September 12, 2019 – February 23, 2020
Remember Where You Are presents work by four emerging artists based in San Antonio and Chicago who use performance, sculpture, and textiles to make visible untold narratives of heritage and place, while questioning practices of exclusion and erasure. Their works are informed by layering personal and public histories to imagine new methods for navigating the world around us.
Jimmy James Canales (American, b. 1985) uses performance and sculpture to create works about exploration, myth, and technology. For this exhibition, he will complete a two-day, 27-mile trek across the city of Chicago, collecting found materials and creating documentation to be installed in the museum’s galleries. Jenelle Esparza (American, b. 1985) examines the history of cotton and labor in South Texas through photography and textiles. Her recent projects consider the intersections of Mexican and American culture and the implications of generational trauma. Melissa Leandro (American, b. 1989) fuses digital and traditional weaving techniques in fabric works that touch upon painting as well as her experience as the daughter of a domestic worker. Leandro combines colors and patterns that speak to her Costa Rican roots with abstract patterns and found furniture. Emilio Rojas (Mexican, b. 1985) uses his body to address legacies of colonialism and oppression. His current research studies Chicago’s ties to Christopher Columbus from the World’s Fair to the present day, and invites speculation and imagination of alternative histories.

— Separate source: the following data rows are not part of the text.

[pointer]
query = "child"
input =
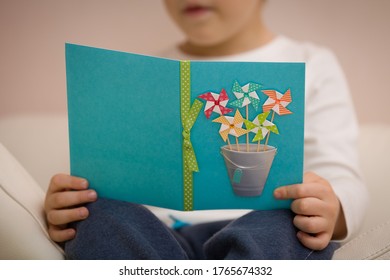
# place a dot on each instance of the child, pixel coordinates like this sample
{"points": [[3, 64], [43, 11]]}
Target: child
{"points": [[328, 205]]}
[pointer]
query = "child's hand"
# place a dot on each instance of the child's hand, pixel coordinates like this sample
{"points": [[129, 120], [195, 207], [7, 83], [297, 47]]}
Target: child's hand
{"points": [[62, 205], [319, 215]]}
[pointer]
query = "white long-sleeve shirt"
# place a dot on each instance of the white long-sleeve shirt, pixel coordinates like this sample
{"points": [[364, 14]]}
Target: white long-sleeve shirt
{"points": [[331, 129]]}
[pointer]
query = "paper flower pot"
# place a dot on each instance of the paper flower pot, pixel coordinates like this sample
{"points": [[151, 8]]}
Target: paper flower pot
{"points": [[248, 171]]}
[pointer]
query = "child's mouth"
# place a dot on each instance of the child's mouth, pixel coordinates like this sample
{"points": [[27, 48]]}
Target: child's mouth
{"points": [[196, 10]]}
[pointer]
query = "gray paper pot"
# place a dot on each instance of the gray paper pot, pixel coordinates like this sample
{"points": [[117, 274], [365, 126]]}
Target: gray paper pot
{"points": [[248, 171]]}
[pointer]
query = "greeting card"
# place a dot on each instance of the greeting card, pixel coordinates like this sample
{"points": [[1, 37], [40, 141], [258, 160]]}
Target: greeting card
{"points": [[185, 135]]}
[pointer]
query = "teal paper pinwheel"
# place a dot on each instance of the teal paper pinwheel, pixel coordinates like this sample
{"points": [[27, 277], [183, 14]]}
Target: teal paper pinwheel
{"points": [[261, 127], [246, 95]]}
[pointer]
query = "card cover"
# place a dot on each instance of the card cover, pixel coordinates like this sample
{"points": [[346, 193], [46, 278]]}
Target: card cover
{"points": [[150, 130]]}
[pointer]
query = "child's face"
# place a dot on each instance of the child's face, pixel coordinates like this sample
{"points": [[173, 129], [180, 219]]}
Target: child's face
{"points": [[211, 22]]}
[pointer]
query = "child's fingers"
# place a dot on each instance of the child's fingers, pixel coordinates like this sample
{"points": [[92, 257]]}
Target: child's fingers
{"points": [[296, 191], [59, 234], [314, 242], [311, 224], [309, 206], [61, 182], [65, 216], [67, 199]]}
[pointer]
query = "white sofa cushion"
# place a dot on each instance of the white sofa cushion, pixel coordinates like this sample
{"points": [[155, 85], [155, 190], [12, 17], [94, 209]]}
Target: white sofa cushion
{"points": [[23, 232]]}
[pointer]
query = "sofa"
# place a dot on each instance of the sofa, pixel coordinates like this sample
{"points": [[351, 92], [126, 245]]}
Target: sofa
{"points": [[34, 147]]}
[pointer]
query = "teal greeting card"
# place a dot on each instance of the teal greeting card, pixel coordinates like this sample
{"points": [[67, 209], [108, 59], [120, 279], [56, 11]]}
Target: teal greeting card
{"points": [[185, 135]]}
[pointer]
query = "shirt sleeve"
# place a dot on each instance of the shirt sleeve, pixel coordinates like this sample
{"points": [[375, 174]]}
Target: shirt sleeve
{"points": [[331, 135]]}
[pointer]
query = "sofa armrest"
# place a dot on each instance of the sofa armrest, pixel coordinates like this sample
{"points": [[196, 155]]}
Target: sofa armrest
{"points": [[23, 233], [372, 244]]}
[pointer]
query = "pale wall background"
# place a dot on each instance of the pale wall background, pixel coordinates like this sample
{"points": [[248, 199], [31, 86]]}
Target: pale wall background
{"points": [[32, 65]]}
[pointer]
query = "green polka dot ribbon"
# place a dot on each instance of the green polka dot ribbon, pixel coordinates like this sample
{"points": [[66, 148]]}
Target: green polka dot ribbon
{"points": [[189, 115]]}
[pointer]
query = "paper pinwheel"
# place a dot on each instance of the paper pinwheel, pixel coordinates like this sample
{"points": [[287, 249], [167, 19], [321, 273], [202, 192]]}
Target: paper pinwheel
{"points": [[261, 126], [231, 125], [216, 103], [246, 95], [277, 102]]}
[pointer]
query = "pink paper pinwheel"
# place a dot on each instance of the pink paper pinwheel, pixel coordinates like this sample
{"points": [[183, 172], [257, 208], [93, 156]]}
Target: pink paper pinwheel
{"points": [[216, 103], [277, 102], [231, 125]]}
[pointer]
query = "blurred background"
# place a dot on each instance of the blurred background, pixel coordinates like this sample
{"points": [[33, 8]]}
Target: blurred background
{"points": [[32, 64]]}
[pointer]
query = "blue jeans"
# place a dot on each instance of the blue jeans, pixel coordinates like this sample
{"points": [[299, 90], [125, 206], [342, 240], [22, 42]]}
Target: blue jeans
{"points": [[122, 230]]}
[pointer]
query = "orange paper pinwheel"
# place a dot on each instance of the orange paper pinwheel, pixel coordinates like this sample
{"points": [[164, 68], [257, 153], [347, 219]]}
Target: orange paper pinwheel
{"points": [[277, 102]]}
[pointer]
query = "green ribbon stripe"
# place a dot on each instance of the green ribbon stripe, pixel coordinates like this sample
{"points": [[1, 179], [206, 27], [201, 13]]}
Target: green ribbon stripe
{"points": [[189, 115]]}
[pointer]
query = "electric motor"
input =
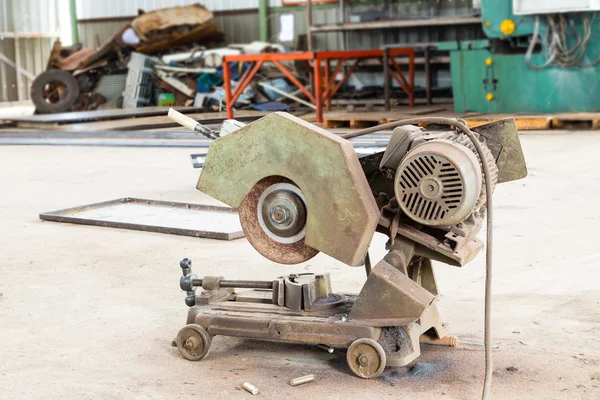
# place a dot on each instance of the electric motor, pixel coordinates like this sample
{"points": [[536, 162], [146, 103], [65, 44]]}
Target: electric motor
{"points": [[439, 182]]}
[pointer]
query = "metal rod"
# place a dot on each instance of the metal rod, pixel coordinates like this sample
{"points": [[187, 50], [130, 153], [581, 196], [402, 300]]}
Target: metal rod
{"points": [[16, 23], [343, 20], [387, 91], [427, 55], [239, 284]]}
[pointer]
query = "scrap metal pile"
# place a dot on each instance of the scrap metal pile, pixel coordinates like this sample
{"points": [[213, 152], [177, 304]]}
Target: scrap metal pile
{"points": [[165, 57]]}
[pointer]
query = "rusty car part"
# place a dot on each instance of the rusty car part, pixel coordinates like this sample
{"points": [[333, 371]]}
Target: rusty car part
{"points": [[382, 325], [54, 91]]}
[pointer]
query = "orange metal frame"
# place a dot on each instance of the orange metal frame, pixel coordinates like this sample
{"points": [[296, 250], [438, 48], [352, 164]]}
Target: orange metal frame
{"points": [[323, 91]]}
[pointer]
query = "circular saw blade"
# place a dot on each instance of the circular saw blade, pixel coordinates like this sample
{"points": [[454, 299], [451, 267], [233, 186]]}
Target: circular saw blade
{"points": [[282, 253]]}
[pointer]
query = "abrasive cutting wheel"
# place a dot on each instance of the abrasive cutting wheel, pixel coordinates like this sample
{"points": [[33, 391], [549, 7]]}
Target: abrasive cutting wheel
{"points": [[273, 216], [366, 358]]}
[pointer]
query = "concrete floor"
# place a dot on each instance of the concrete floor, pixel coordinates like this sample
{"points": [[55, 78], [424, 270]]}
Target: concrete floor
{"points": [[88, 312]]}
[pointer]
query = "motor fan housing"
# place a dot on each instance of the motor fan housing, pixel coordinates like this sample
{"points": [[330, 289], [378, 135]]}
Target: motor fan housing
{"points": [[438, 183]]}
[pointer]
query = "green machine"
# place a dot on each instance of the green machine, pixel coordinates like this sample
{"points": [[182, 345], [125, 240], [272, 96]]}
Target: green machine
{"points": [[539, 57]]}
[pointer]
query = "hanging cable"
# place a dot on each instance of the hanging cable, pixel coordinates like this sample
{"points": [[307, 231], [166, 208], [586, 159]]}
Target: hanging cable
{"points": [[560, 51]]}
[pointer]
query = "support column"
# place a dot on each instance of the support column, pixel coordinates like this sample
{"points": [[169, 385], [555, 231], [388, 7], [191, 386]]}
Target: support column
{"points": [[263, 20]]}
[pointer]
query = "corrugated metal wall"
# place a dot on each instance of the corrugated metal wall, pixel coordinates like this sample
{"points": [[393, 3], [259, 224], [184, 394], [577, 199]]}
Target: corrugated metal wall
{"points": [[25, 17]]}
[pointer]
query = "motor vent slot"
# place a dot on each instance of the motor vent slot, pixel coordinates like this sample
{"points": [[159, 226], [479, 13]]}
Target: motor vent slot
{"points": [[438, 183]]}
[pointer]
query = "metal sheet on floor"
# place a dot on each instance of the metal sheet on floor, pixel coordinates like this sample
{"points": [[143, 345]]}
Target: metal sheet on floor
{"points": [[173, 218]]}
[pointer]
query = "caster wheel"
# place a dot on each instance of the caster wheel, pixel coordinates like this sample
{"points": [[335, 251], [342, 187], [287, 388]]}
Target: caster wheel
{"points": [[366, 358], [193, 342]]}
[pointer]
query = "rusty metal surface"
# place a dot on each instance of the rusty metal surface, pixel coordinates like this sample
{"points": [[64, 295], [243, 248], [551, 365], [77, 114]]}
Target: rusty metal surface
{"points": [[268, 321], [283, 253], [74, 61], [390, 298], [325, 167], [167, 18], [155, 216], [502, 138]]}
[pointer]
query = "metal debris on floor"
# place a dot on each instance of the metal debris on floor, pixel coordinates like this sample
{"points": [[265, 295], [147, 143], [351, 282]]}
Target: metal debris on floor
{"points": [[155, 216]]}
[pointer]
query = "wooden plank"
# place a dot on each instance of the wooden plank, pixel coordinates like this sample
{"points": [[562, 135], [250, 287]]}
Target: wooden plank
{"points": [[523, 122], [101, 115], [142, 123], [576, 121]]}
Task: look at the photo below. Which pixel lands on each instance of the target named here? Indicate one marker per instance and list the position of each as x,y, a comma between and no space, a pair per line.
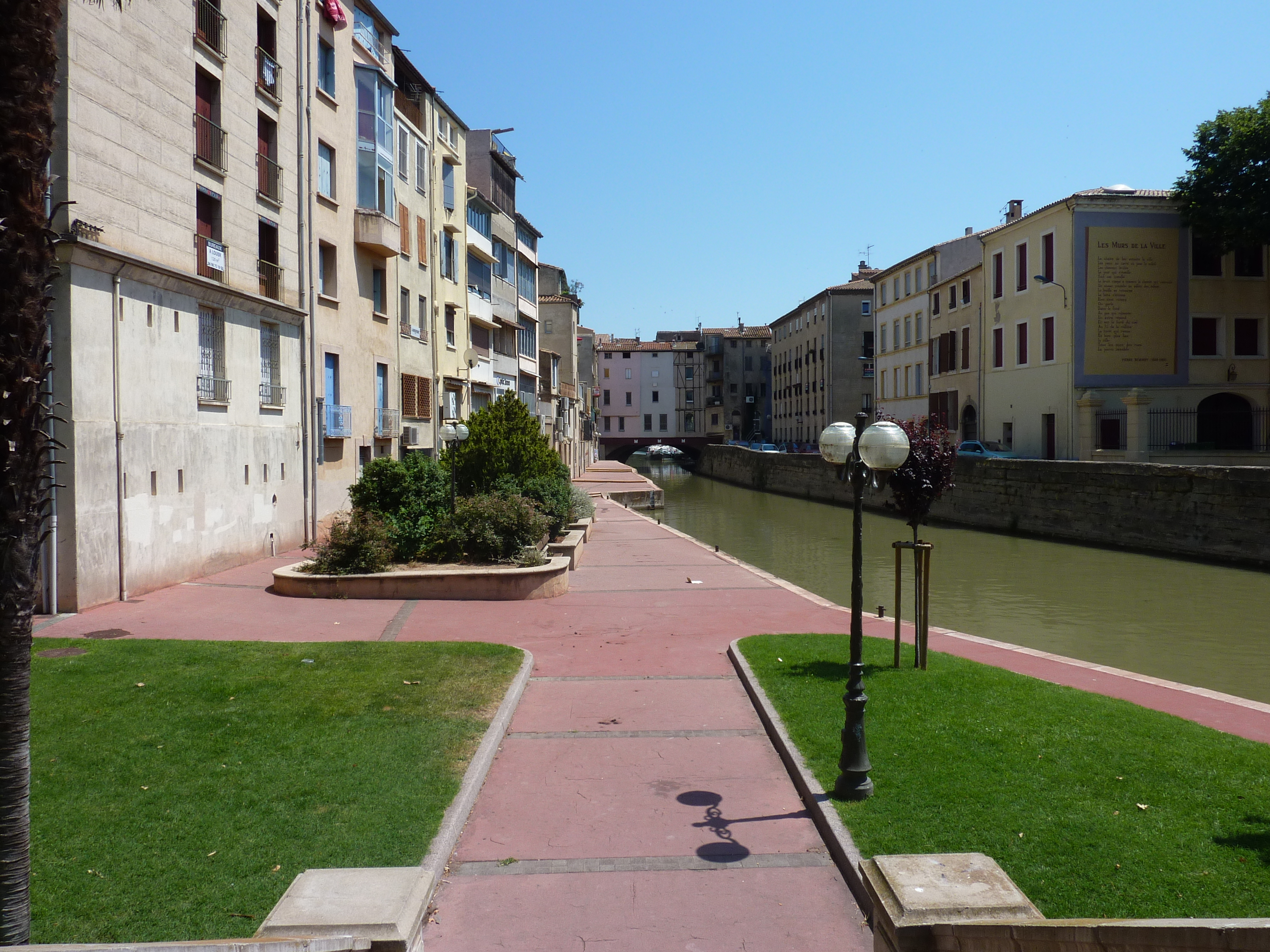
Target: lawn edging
455,818
833,832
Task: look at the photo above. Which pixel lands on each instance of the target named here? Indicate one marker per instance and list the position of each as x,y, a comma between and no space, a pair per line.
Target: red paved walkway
635,790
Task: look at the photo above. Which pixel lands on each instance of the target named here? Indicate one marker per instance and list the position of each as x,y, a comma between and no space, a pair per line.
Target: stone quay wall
1220,513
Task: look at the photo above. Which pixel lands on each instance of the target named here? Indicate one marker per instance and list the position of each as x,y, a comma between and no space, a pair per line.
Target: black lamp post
878,451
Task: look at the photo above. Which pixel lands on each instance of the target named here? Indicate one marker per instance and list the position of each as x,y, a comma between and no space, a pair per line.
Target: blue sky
689,160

Remember Where You Are draws its title from a durational work by Canales and the S.U.R.V.I.V.A.L. acronym.
Click here for a research guide for this exhibition, kindly compiled by the DePaul University Library.
Remember Where You Are is organized by DePaul Art Museum and curated by Mia Lopez, Assistant Curator. This exhibition is part of DePaul Art Museum’s Latinx Initiative, a three-year research inquiry focused on artists of Latin American heritage living and working in the United States.